LA CASA MUDA (The silent house) par son réalisateur...

LaCasaMudaComment est né le projet ?

De mon envie de réaliser un long métrage, après les formats courts auxquels je suis habitué, et de la passion de mon associé Gustavo Rojo pour les films d’épouvante. Nos collaborateurs sur le film sont les mêmes que ceux qui travaillent avec nous dans la publicité, sur les courts-métrages et sur les clips musicaux. Par exemple, je connais Pedro Luque, le directeur de la photographie, depuis l’École de Cinéma, et nous travaillons ensemble depuis plus de 8 ans. Nous partageons le même goût du risque, sur chaque projet. LA CASA MUDA a été tourné en 4 jours avec un budget de 6000$, quatre acteurs et une maison, avec pour seul but de créer une tension et de la peur chez le spectateur.


Quelle histoire a inspiré le film, et comment la connaissiez vous ?

C’est une sorte de légende urbaine dont nous avons entendu parler, nous avons enquêté sur cet événement, mais n’avons pas trouvé d’information concluante. C’est pourquoi nous avons souligné que le film est « inspiré » de faits réels, et non « basé » sur des faits réels. À partir des informations que nous avions recueillies, nous avons imaginé des hypothèses sur les 80 dernières minutes des corps qui ont été retrouvés. La légende en elle- même est très simple : dans un petit village, des corps mutilés ont été retrouvés dans une maison, accompagnés d’une série de photographies plutôt inquiétantes. C’est un fait divers des années 40 qui n’a jamais été élucidé.


Pourquoi ce choix du plan séquence unique ? L’appareil photo Canon que vous avez utilisé a-t-il permis de contourner des difficultés jusqu’alors insurmontables sur un tel projet ?

Quand mon producteur et ami Gustavo Rojo m’a proposé de réaliser THE SILENT HOUSE (LA CASA MUDA), nous savions tous les deux que le film devait avoir quelque chose de conceptuel, qu’il offre une expérience nouvelle. Je lui ai suggéré le principe du plan séquence afin d’explorer en temps réel les peurs les plus élémentaires que n’importe qui peut avoir, dans sa propre maison, dans la profondeur de la nuit : « la peur en temps réel », sans éllipse temporelle ni géographique. Il s’agit simplement de ressentir les émotions des personnages comme s’il était question de celles de n’importe quel spectateur. L’appareil photo nous a beaucoup aidés car il avait une grande sensibilité à la lumière, il était suffisamment léger et petit pour nous permettre de nous déplacer dans chaque recoin de la maison et ainsi réussir les cadres que nous avions planifiés.


Quel a été le travail de préparation du tournage ?
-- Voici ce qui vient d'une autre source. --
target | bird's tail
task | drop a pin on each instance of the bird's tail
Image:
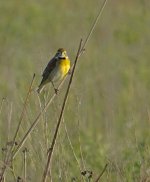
(40, 88)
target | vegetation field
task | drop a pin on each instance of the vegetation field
(107, 116)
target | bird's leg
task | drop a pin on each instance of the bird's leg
(55, 89)
(69, 72)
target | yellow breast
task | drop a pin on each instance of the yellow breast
(65, 66)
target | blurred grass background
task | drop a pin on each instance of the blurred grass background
(109, 99)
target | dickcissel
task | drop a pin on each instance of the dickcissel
(55, 70)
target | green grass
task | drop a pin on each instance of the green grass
(109, 96)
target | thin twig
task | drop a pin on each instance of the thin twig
(25, 164)
(46, 170)
(101, 174)
(79, 53)
(9, 153)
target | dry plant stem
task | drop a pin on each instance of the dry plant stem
(49, 102)
(9, 153)
(101, 174)
(24, 108)
(25, 164)
(46, 170)
(35, 122)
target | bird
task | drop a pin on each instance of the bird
(56, 69)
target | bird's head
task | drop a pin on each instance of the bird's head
(61, 53)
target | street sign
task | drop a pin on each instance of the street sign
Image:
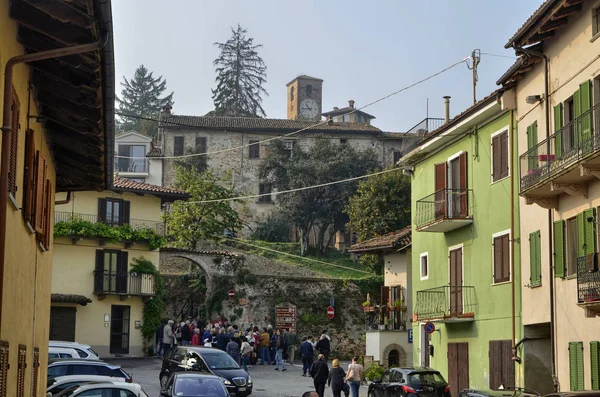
(330, 312)
(429, 327)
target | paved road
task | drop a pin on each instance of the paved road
(267, 382)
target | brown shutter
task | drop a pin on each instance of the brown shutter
(40, 179)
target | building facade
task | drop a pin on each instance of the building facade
(97, 298)
(465, 247)
(557, 81)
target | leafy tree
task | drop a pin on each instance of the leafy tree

Nous avons fait un storyboard précis, découpé minute par minute, avec l’équipe de photographie et de réalisation. Nous avons effectué beaucoup d’essais avec les caméras et avec les acteurs. La préparation a surtout consisté à prévoir le pire, et à organiser la logistique en fonction. Car malgré les deux mois de préparation, les problèmes sur le tournage se sont multipliés, des projecteurs qui se voyaient, des imprévus divers, et il fallait chaque fois tout recommencer ! Le travail sur le son est particulièrement soigné. Le son a été un véritable casse-tête car l’équipe technique se déplaçait sans cesse pour accompagner les acteurs et les bruits se multipliaient. L’équipe de post-production a fait un gros effort pour retirer ces sons parasites ainsi que les indications que je donnais durant le tournage, et pour peaufiner les ambiances. La musique est également fondamentale parce qu’elle accompagne tout le parcours du personnage principal, souligne ses émotions, mais de façon minimaliste, parfois presque indécelable.


Quel est le point de vue de la caméra dans le film ?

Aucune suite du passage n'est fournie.